“看吧。”顾禹迟语气带着几分疲惫。
“他们觉得我是在客气,是在避嫌,甚至还有人觉得我是在暗示送别的,或者换种方式送。”
他揽过温蓓蓓,让她靠着自己:“这些人情往来,比李维堔那些暗桩还让人心累。”
温蓓蓓靠在他怀里,感受着腹中宝宝的胎动,轻声道:“也怪不得他们,李维堔那个案子,牵连太广,我们背后出的力,揪出来的那些关键线索,造福不少人。
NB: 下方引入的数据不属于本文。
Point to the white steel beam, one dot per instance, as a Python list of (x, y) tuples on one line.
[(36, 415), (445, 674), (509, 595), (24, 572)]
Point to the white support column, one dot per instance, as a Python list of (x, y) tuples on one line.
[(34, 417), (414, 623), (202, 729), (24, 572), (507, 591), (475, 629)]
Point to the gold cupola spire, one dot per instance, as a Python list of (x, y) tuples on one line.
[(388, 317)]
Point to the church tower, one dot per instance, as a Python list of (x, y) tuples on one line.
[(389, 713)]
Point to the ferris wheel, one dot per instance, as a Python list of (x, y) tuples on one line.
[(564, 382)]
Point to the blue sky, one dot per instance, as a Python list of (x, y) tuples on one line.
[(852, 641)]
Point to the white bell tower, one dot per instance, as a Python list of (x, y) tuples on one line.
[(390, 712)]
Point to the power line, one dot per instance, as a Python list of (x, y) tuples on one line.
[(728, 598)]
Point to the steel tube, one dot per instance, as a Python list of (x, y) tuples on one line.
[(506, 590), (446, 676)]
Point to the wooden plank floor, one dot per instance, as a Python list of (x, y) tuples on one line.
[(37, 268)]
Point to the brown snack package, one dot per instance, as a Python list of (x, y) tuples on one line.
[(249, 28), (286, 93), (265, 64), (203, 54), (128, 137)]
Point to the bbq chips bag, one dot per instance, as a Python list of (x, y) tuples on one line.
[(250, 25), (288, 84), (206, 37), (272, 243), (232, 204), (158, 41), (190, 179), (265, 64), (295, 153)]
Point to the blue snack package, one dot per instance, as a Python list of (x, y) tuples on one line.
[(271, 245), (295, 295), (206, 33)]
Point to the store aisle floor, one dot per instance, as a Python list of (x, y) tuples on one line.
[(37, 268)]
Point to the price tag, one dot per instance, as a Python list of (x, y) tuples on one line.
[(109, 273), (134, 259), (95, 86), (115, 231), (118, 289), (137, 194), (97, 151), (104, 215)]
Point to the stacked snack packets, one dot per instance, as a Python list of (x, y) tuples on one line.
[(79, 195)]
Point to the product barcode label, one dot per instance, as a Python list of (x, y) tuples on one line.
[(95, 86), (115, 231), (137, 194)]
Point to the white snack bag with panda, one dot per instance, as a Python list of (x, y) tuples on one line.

”
正说着,门铃又响了。
夫妻俩对视一眼,都从对方眼里看到了无奈。
顾禹迟起身去开门,门外却不是预想中的送礼人,而是两个穿着朴素的陌生中年男女,手里只拎着一盒看起来十分普通的本地水果。
“请问是顾禹迟先生家吗?”男人语气有些拘谨。
“我是,你们是?”
女人眼眶突然就红了,声音哽咽:“顾先生,我们是……是李维堔案里,那个差点被灭口的技术员的父母……谢谢,谢谢你!要不是你看出数据里的破绽,及时定位到我儿子被关的地方,他……他可能就……”
男人赶紧扶住妻子,把水果递过来,笨拙地解释:“我们没什么钱,也没什么门路,就知道是您救了他,这点水果,不成敬意,就是想当面谢谢您,听说您家有喜事,祝夫人和孩子都平安。”
顾禹迟愣住了,看着那盒沉甸甸、却远不及之前任何一份礼物值钱的水果,心里像是被什么东西猛地撞了一下。
他接过水果,侧身让开:“请进来说话吧。”
温蓓蓓也走了过来,看到这对父母诚挚而激动的样子,心下明了,温声道:“快请进来坐,喝杯水。”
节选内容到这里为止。